Hard yards paying off for Rohit as he and India seek redemption

Rohit Sharma versus Australia (Image: BCCI)

If you ask any of the top batsmen who have dominated the game for their favourite innings, the answers more often than not tend to startle you. For example, Sachin Tendulkar routinely picks the 241 not out he scored in Sydney in 2004, a knock which lasted for 10 hours and had little or no flamboyance about it. For fans, Rohit Sharma may have played many knocks that were easier on the eye, but for him as captain, his innings against Australia in St Lucia will rank at the very top of the pile. This is because Rohit was carrying a lot of baggage going into the game. He wasn’t in great form, he hasn’t forgotten November 19, 2023 and his weakness against left-arm pace has been much talked about in recent times.

Up against one of the world’s premier fast bowlers in Mitchell Starc, who had his tail up having bowled a good first over and with his partner having already picked up Virat Kohli with a delivery that got big on him, Rohit had his task cut out. As he so often says, “It is the job of the top three to score the bulk of the runs, and we must relish that challenge.” Had Rohit got out, Australia may have sensed an opportunity with Kohli already dismissed by a fine catch. In other words, Rohit was key to a good score and to an Indian victory.

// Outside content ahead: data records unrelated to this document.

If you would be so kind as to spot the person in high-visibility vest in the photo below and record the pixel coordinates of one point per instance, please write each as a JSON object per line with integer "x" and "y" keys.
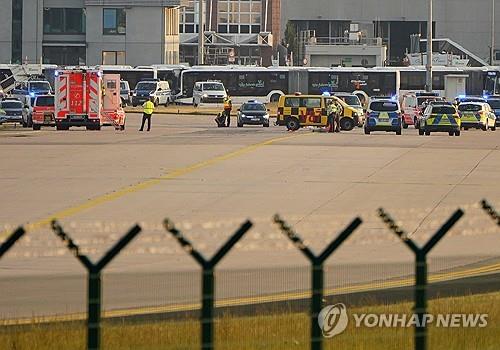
{"x": 228, "y": 106}
{"x": 148, "y": 109}
{"x": 331, "y": 112}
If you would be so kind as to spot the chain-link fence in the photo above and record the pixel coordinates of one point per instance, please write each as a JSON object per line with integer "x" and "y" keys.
{"x": 291, "y": 299}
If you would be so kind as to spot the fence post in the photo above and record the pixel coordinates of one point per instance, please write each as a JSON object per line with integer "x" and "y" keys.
{"x": 208, "y": 280}
{"x": 488, "y": 208}
{"x": 317, "y": 271}
{"x": 94, "y": 287}
{"x": 11, "y": 240}
{"x": 421, "y": 272}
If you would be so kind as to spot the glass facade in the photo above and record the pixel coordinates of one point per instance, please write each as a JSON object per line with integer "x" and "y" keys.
{"x": 63, "y": 20}
{"x": 113, "y": 57}
{"x": 239, "y": 16}
{"x": 189, "y": 17}
{"x": 64, "y": 55}
{"x": 114, "y": 21}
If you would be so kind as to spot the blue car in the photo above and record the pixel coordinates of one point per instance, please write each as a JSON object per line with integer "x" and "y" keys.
{"x": 383, "y": 115}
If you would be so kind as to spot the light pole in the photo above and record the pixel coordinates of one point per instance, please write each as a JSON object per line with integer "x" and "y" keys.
{"x": 428, "y": 77}
{"x": 201, "y": 34}
{"x": 492, "y": 47}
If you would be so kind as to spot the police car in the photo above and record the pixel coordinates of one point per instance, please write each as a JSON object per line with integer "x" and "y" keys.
{"x": 440, "y": 118}
{"x": 478, "y": 115}
{"x": 383, "y": 115}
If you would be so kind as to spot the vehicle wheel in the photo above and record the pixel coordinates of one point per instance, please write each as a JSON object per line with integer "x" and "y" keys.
{"x": 346, "y": 124}
{"x": 274, "y": 98}
{"x": 292, "y": 124}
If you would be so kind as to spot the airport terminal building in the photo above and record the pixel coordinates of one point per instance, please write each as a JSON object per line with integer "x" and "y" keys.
{"x": 329, "y": 32}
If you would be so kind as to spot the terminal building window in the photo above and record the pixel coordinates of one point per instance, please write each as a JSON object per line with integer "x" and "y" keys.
{"x": 113, "y": 57}
{"x": 239, "y": 16}
{"x": 64, "y": 55}
{"x": 63, "y": 20}
{"x": 189, "y": 17}
{"x": 114, "y": 21}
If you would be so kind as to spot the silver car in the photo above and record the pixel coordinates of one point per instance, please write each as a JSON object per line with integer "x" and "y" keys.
{"x": 14, "y": 111}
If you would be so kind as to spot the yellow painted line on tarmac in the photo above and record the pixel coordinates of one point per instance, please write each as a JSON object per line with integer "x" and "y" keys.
{"x": 176, "y": 173}
{"x": 282, "y": 297}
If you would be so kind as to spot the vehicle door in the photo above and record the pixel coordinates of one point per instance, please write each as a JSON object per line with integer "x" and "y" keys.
{"x": 311, "y": 111}
{"x": 111, "y": 98}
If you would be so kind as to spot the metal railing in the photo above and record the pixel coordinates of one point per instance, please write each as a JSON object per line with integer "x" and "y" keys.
{"x": 343, "y": 41}
{"x": 94, "y": 270}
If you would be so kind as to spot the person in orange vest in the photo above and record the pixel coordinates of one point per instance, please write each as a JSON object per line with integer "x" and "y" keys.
{"x": 228, "y": 106}
{"x": 148, "y": 109}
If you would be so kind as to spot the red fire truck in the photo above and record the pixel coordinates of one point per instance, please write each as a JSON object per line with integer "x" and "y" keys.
{"x": 87, "y": 98}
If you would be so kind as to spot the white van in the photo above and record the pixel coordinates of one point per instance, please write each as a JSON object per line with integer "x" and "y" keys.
{"x": 159, "y": 90}
{"x": 208, "y": 92}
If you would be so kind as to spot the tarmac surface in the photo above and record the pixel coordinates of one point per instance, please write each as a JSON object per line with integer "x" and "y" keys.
{"x": 209, "y": 180}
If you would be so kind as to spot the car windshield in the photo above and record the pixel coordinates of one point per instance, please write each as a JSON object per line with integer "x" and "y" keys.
{"x": 384, "y": 106}
{"x": 443, "y": 110}
{"x": 11, "y": 105}
{"x": 467, "y": 107}
{"x": 495, "y": 104}
{"x": 40, "y": 85}
{"x": 421, "y": 100}
{"x": 146, "y": 86}
{"x": 45, "y": 101}
{"x": 253, "y": 107}
{"x": 213, "y": 87}
{"x": 351, "y": 100}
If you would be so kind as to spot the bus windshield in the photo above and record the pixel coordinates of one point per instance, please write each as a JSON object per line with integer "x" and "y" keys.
{"x": 145, "y": 86}
{"x": 45, "y": 101}
{"x": 213, "y": 87}
{"x": 40, "y": 86}
{"x": 384, "y": 106}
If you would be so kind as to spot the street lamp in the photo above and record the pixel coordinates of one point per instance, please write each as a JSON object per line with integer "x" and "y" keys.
{"x": 428, "y": 77}
{"x": 492, "y": 46}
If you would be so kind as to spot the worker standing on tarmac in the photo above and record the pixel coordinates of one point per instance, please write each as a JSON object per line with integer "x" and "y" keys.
{"x": 148, "y": 109}
{"x": 228, "y": 106}
{"x": 331, "y": 112}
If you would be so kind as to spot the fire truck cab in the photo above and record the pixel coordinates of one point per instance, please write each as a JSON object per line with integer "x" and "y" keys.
{"x": 87, "y": 98}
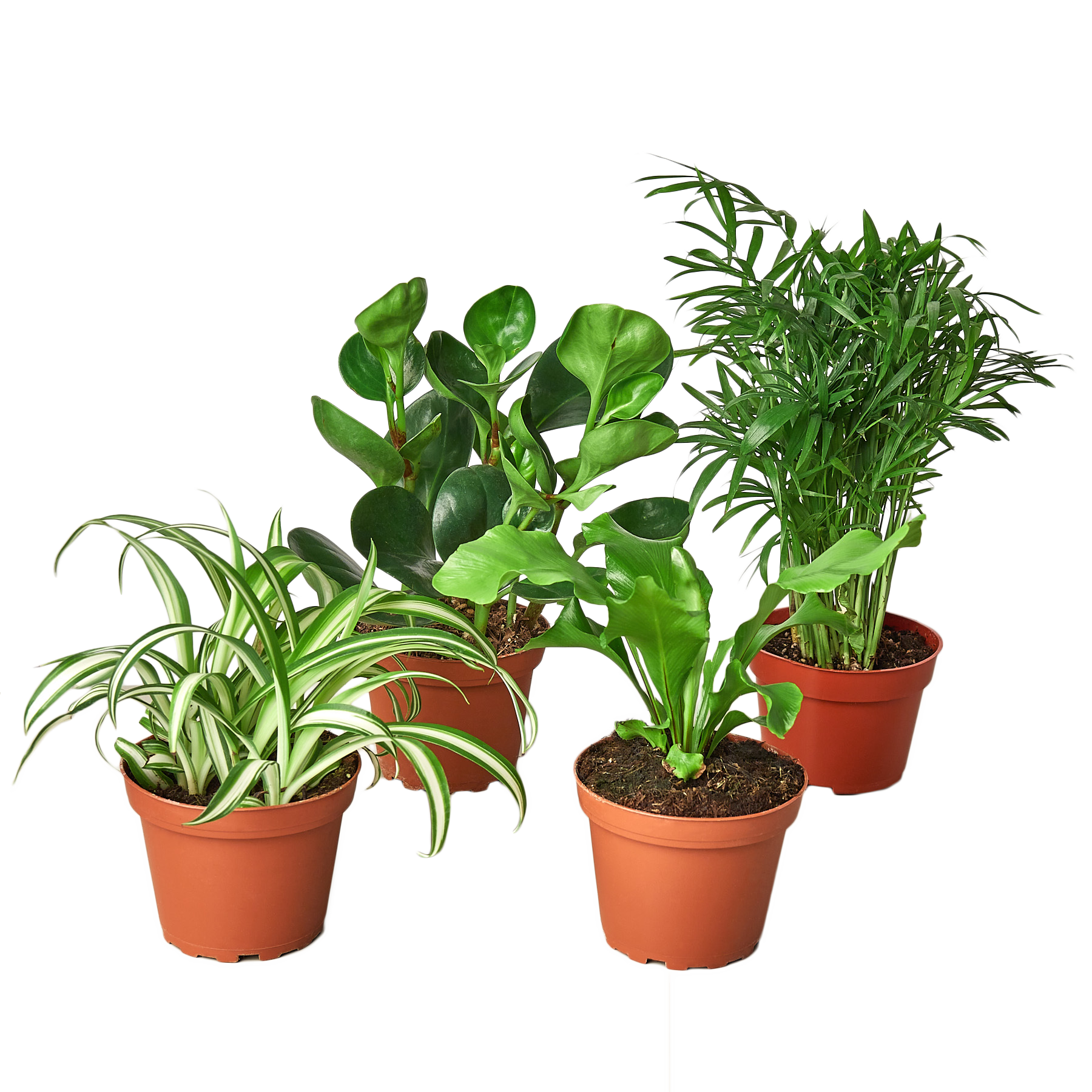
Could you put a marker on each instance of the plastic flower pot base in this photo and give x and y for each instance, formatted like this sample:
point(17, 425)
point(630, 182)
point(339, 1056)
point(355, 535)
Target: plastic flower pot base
point(854, 729)
point(256, 883)
point(687, 892)
point(487, 713)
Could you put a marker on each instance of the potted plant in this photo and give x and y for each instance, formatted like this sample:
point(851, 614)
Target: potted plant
point(601, 374)
point(687, 820)
point(843, 374)
point(252, 740)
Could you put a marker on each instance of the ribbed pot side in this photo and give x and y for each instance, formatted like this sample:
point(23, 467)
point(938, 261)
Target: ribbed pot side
point(687, 892)
point(854, 730)
point(256, 883)
point(487, 713)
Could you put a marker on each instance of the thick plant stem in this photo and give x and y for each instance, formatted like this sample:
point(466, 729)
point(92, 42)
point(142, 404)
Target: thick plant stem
point(482, 616)
point(558, 513)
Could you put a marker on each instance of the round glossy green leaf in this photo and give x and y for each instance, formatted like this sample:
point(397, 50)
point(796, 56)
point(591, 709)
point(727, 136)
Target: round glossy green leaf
point(364, 375)
point(402, 530)
point(632, 397)
point(604, 344)
point(316, 547)
point(505, 319)
point(556, 398)
point(453, 368)
point(394, 316)
point(449, 451)
point(360, 371)
point(662, 518)
point(359, 443)
point(470, 502)
point(606, 447)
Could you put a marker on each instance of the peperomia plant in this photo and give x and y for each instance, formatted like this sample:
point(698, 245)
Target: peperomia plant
point(261, 707)
point(658, 628)
point(601, 374)
point(843, 374)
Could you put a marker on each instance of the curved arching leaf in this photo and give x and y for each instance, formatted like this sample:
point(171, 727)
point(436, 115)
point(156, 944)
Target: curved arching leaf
point(632, 397)
point(364, 375)
point(666, 519)
point(453, 368)
point(604, 344)
point(607, 447)
point(480, 569)
point(557, 399)
point(402, 530)
point(470, 502)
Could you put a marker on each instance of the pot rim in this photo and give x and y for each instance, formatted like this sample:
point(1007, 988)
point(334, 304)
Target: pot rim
point(453, 660)
point(693, 819)
point(267, 808)
point(876, 672)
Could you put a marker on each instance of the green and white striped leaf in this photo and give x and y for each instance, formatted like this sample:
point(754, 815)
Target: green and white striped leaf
point(240, 783)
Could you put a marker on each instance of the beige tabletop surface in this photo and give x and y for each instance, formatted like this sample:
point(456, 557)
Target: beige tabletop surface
point(920, 939)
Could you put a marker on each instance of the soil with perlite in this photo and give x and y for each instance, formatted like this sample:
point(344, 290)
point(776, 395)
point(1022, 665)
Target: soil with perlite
point(899, 648)
point(506, 639)
point(335, 779)
point(742, 778)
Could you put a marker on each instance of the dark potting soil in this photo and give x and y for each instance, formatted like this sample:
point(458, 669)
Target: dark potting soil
point(899, 648)
point(333, 780)
point(504, 638)
point(742, 778)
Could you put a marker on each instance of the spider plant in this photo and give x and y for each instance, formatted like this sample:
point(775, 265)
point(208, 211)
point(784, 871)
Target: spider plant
point(843, 372)
point(658, 629)
point(602, 374)
point(259, 707)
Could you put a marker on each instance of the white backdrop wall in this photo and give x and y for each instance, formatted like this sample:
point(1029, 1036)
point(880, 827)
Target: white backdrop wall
point(166, 317)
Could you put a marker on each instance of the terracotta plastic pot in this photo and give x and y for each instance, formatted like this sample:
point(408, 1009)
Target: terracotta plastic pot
point(854, 730)
point(256, 883)
point(487, 712)
point(688, 892)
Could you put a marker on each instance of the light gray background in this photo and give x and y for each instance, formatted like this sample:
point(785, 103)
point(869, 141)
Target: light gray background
point(165, 318)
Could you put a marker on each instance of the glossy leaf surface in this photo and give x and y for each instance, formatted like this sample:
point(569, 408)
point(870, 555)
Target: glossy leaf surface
point(316, 547)
point(607, 447)
point(453, 368)
point(390, 320)
point(450, 450)
point(401, 528)
point(364, 375)
point(363, 447)
point(505, 319)
point(480, 569)
point(470, 502)
point(604, 344)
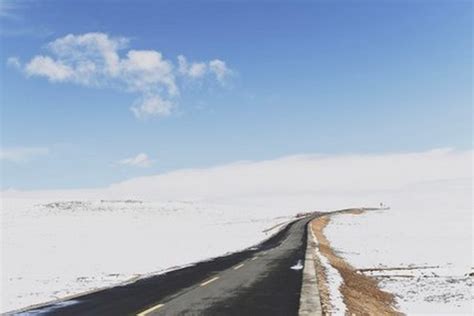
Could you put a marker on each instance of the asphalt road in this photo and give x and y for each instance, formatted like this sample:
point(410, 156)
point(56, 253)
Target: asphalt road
point(256, 281)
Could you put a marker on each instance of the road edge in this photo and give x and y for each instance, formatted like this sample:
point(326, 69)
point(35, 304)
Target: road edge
point(310, 302)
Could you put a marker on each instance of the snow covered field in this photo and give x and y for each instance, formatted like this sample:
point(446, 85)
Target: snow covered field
point(57, 243)
point(55, 249)
point(429, 231)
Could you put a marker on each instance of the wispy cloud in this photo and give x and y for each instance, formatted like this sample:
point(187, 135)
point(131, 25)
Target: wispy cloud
point(22, 154)
point(141, 160)
point(95, 59)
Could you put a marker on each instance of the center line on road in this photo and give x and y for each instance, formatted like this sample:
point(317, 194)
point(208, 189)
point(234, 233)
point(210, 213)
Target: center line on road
point(239, 266)
point(209, 281)
point(146, 312)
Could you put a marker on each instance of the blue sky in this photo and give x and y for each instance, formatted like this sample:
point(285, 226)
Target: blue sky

Rohit, who has not won a World Cup as skipper, knows this is perhaps his last chance. As he had said, “I now know my game the best I ever did. I have played World Cups before and know what to expect. In that sense, I am the best prepared for the tournament and that’s what I as a player needed to do.” From the evidence on hand, he is absolutely right in saying so. The Rohit of a few years earlier may have played an extravagant shot to try and deflect pressure and got out in the process. Not anymore. Against Australia, he was willing to push himself and stay out there. Keep playing fearless cricket and attack every Australian bowler he faced. Knowing full well that 200 was needed to challenge Australia, Rohit planned his innings to perfection, making it a gem for his team and for everyone watching.


I remember speaking to Rohit when he had missed out on 2011 World Cup selection. Understandably, he was crestfallen. But like the story of his career, he refused to give up. He was prepared to go back to domestic cricket and do the hard yards. He was prepared to struggle far away from the camera glare and get himself battle-ready for World Cup 2015. It was because of another fabulous Rohit century that India managed to make the semi-finals in Australia nine years ago, and despite a blazing start in the semi-final, Rohit and the rest of the team failed against a superior Australian side.

In the Caribbean, he has worked the hardest. The day before, he was there at the optional practice session and batted for more than an hour. Pushed every sinew in his body to make himself the best prepared. He left nothing to chance, and the result was there for all to see.

This is one trait that binds greatness. The zeal and willingness to embrace the occasion, and the deep-seated desire to be a hero. Rohit, in this World Cup, is no different. As one of the best of this era, he knows he can win games for India, and in doing so, can raise his bat to the appreciation of the crowd and to the millions of fans back home who idolise him. He has struggled to get to where he has. He has looked ugly at times. But true to his motto, he has never given up, and as Indian fans, we are thankful. Two more games, Rohit. Just two more games. And it’s another chance at redemption come Thursday as India take on England in a repeat of the 2022 T20 World Cup semi-final. More than anyone else, the occasion will not be lost on Rohit. And that gives us hope, with the skipper leading from the front.